4. Adjusting or negotiating a relationship with criminal organizations.

Whoever is declared president-elect of the next Mexican government will have to outline in practical terms how they will tackle crime. During the campaign, the four candidates fumbled around the subject; however, the chosen strategy will inevitably fall into the category of the described options.

The report states forcefully that, from the U.S.’ point of view, continuing and improving the collaboration established during the Calderón administration (options 1 and 2) will be the most desirable route. Option 3 would mean that Mexico must do its part to integrate the social effort by reinforcing a culture in favor of the rule of law.

If the government chooses the fourth option, the center says while baring its teeth that, “the U.S. will be forced to consider restricting any form or function of cooperation including information and intelligence.”* They regret to point out that this decision would nullify the increased collaboration of many years.

The analysts conclude that the improvement in the defense forces in both countries in recent years has been an indicator of the commitments that both nations have made to combat crime. They think that those who oppose this collaboration strategy in Mexico do not help their country to resolve the problem – although in many aspects, this criticism may be correct. Reaching an American strategy that demonstrates real support for Mexico is also difficult due to the need to reach a consensus between the internal stakeholders that do not believe that Mexico’s challenges affect the United States. Thus, they state that the plurality of opinions in both nations results in the weakening of the efforts to reach an effective support.

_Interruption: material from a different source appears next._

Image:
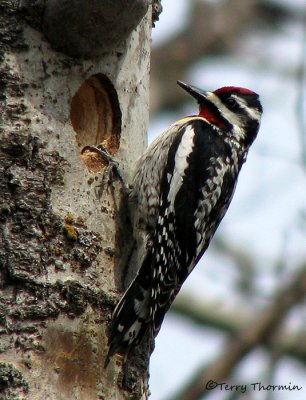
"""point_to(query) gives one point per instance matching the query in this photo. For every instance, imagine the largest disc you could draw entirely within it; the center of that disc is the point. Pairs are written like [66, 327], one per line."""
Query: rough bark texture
[62, 246]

In July 2011, the researchers concluded by assuring the United States that it still has the chance to influence the conditions in which Mexico will make its next strategic decision, and that the time has arrived to show that the United States’ promises in this fight match the interests of the Mexicans.

The state department’s second in command, Bill Burns, visited our country at the end of July and was interviewed by high authorities. He used the same arguments in his public comments. Our government stayed silent. Without revealing any deep secrets in his speech or in the report, it is useful to observe in which level and from which perspective we are being carefully watched. And what about our strategies? U.S. study centers carry out studies on national security in which the constant factor is the situation of Mexico, due to the possible threats that this poses for their nation.

*The following quote, while translated correctly, could not be verified in English.